ペルー大統領選挙の決選投票、今までにない大接戦

 ペルーのウマラ大統領の任期(5年)満了に伴う大統領選挙の決選投票で、開票率が97.1%のところ、ペドロ・パブロ・クチンスキ元首相、ケイコ・フジモリ氏の両者の得票率の差が0.28ポイントとなっており、これまでにない大接戦となっております。

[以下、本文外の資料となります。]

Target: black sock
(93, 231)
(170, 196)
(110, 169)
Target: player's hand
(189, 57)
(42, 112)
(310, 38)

 都市部の電子投票は全てが開票されたものの、山岳地域や在外投票分の開票はこれからということで、どちらの陣営も勝利宣言を出せずにいます。

 得票率の速報値は次の通りです。 開票率97.1%

 ペドロ・パブロ・クチンスキ元首相 50.14%
 ケイコ・フジモリ氏 49.86%

 2016年ペルー大統領選挙では、1回目の投票を4月10日に行い、ケイコ・フジモリ氏1位の得票率(約39.9%)となったものの、当選に必要な過半数となっていないため、ケイコ・フジモリ氏とペドロ・パブロ・クチンスキ元首相(1回目の得票率・約21%)による決選投票が行われました。

 ペドロ・パブロ・クチンスキ氏は「、変革のためのペルー国民」党首で77歳、2004年から2005年に経済・財務相、2005年から2006年に首相を歴任しておりました。

 またケイコ・フジモリ(日本名:藤森 恵子)氏は、アルベルト・フジモリ元大統領の長女で「人民勢力党」の党首で41歳、ペルー大統領選挙に当選しますと、親子2代の日系人による大統領の誕生となり、またペルー初の女性大統領となります。

 前回の2011年にウマラ現大統領とで争われた大統領選挙の決選投票では、得票率48.55%で惜敗しておりました。



 ペルーはここ10年で平均6.2%の経済成長、2014年には2.8%、2015年には3.3%と回復基調ではあるものの、以前に比べて成長が鈍化してきており、新大統領の手腕が試されるといったところです。

 しかしここまで大接戦となりますといずれが大統領となっても、様々なことで世論が2分される可能性がありますので、なかなか大変なものがあります。